URBANA, Ill.—While more than 4 million protein sequences have been identified in various genomes, the functions of more than half of these remain unknown or uncertain. Homology modeling provides some hints, but there are many examples where this method has led to false assumptions. Thus, researchers at the University of Illinois at Urbana-Champaign, University of California, San Francisco, and the Albert Einstein College of Medicine improved the odds by adding in silico docking.
As they describe in Nature Chemical Biology, the researchers examined an unknown protein with 35% sequence identity to the enolase family of enzymes. Using ESI-MS and polarimetry, they found that although the protein could bind the dipeptide targets of enolases, the kinetics were insufficient for the dipeptides to be the natural ligands. When they tested N-succinyl L-amino acids, however, the kinetics were much better.

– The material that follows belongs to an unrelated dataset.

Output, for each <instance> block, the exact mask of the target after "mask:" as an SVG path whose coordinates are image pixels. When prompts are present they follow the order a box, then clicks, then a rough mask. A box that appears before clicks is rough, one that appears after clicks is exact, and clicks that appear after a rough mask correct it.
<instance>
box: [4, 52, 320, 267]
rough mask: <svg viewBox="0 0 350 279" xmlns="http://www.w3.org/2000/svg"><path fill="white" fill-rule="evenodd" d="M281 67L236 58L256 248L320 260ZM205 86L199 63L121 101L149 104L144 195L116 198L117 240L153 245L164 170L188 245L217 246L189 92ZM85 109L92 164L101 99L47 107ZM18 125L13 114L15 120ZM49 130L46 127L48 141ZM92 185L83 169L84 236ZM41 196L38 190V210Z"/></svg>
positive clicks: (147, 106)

Using Glide, they then docked a library of dipeptides and N-succinyl L-amino acids into an enolase-based homology model (using Prime), allowing sidechain flexibility because they weren't using an experimental structure. Consistent with the experimental results, top ranked ligands included N-succinyl L-arginine and L-lysine, suggesting that the unknown protein was an N-succinyl L-amino acids racemase, not an enolase.
The researchers suggest "subject to limitations including incompleteness of the ligand library and ligand-specific conformational changes, our approach should be useful for facilitating functional assignments of many unknown proteins for which only sequence information is available."